Admittedly progress is being made elsewhere, though when you look at companies like IBM or Intel or Oracle, these are all monsters of the 90s got beaten to the punch by the cloud native brands. Companies like Salesforce.com or Google fit perfectly in the cloud defined age, and it looks like SAP has successfully managed the transition without causing too much damage in the process.
The total of cloud subscriptions & support revenue and software support revenue exceeded 61% of total predictable revenue across 2016. The success of the cloud over the last 12 months has also prompted the team to increase revenue and profitability forecasts through to 2020, with the cloud business driving the majority of the growth.
Profits over 2016 increased to €3.6 billion, on total revenues of €22 billion, and the team now forecast between €28 billion to €29 billion total revenues in 2020, with profits between €8.5 and €9.0 billion.
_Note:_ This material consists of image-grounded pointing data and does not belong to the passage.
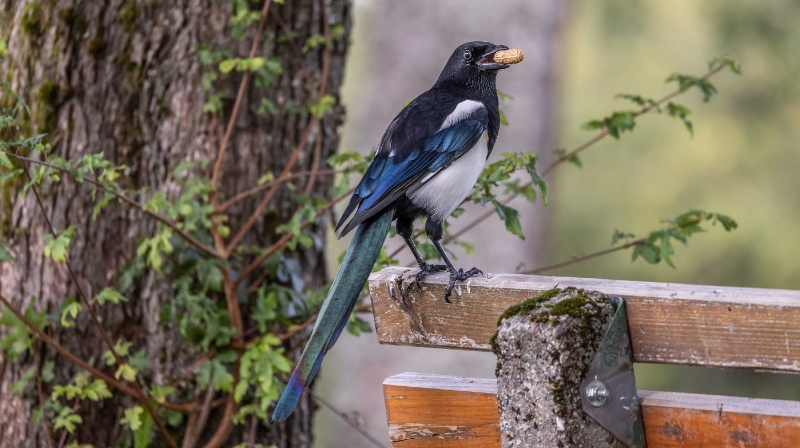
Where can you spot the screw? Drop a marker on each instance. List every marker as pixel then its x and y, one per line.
pixel 597 393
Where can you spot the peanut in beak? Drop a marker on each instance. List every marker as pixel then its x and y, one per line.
pixel 511 56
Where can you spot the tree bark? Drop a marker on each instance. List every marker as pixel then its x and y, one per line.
pixel 122 77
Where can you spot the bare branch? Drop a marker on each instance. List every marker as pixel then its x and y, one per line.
pixel 574 260
pixel 237 104
pixel 122 197
pixel 144 399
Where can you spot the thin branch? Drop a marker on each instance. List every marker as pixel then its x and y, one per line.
pixel 314 161
pixel 226 425
pixel 122 197
pixel 245 194
pixel 139 392
pixel 347 419
pixel 574 260
pixel 253 218
pixel 312 122
pixel 284 239
pixel 66 353
pixel 549 169
pixel 237 104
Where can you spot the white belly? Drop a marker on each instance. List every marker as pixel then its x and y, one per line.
pixel 442 193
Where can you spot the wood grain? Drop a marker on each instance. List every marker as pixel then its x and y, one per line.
pixel 669 323
pixel 439 411
pixel 426 411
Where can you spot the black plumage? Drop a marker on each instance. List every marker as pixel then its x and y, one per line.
pixel 423 141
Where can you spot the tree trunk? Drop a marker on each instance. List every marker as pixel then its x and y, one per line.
pixel 123 78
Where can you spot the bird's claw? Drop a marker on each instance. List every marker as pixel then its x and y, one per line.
pixel 424 270
pixel 458 276
pixel 428 269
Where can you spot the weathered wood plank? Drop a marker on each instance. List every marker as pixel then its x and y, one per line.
pixel 426 411
pixel 670 323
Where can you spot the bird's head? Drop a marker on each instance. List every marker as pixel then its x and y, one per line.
pixel 475 61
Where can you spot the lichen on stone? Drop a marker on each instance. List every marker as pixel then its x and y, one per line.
pixel 544 347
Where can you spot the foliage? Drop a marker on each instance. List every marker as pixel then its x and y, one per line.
pixel 658 246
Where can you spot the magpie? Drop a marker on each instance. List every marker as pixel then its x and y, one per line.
pixel 426 163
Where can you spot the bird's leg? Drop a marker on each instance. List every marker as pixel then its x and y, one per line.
pixel 405 229
pixel 435 233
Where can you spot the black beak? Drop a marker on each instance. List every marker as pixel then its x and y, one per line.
pixel 486 62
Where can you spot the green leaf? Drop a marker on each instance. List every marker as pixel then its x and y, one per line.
pixel 5 256
pixel 160 393
pixel 254 64
pixel 67 420
pixel 617 235
pixel 4 160
pixel 19 386
pixel 132 418
pixel 503 118
pixel 140 361
pixel 325 104
pixel 110 295
pixel 269 177
pixel 48 373
pixel 71 310
pixel 127 372
pixel 227 65
pixel 510 217
pixel 56 246
pixel 723 61
pixel 97 390
pixel 142 437
pixel 267 106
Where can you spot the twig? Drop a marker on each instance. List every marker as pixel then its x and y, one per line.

The cloud share of predictable revenues is also forecast to increase to between 70-75%.
Alongside revenues shooting upwards, share price has also seen a 14% lift across the 2016, and total number of employees has increased from 76,986 to 84,183 in 12 months. If there are still companies out there who need any help on how to transform for the connected economy, SAP looks like it can provide a couple of good case studies.
“SAP’s outstanding 2016 performance is the latest in our seven year run of profitable growth. We expanded our addressable market, acquired best in class assets and innovated a new generation of ERP with SAP S/4HANA,” said CEO Bill McDermott.
“We are the leader in the business software industry with a consistent trifecta of strong software sales, fast cloud growth and operating income expansion. Our innovation agenda is accelerating in Machine Learning, the Internet of Things and Blockchain. SAP is winning big and we have enormous confidence in our accelerated 2020 ambition.”
Like the other giants of the 90s, SAP was caught a bit cold in welcoming the arrival of the digital era. As companies such as Salesforce and Workday were hoarding new customers with cloud based solutions, SAP was stuck with a legacy on premise software business which was fast becoming unfashionable. 2009 and 2010 saw revenues decline, which seemed to have kicked the team into action.
2011 saw the purchase of SuccessFactors, a cloud-based HCM vendor, for $3.4 billion, in 2012 it bought Ariba, a cloud-based B2B marketplace, for $4.3 billion, and in 2014 behavioural target marketing company SeeWhy and expense management vendor Concur Technologies for $1.1 billion and $8.3 billion respectively. SAP may have been sluggish in terms of an organic transition to cloud, but it had cash and spent it wisely.
SAP may not be a brand which grabs the headlines regularly, but 2016’s financial results show the team can team its PR hungry colleagues a thing or two about adapting with next generation technologies.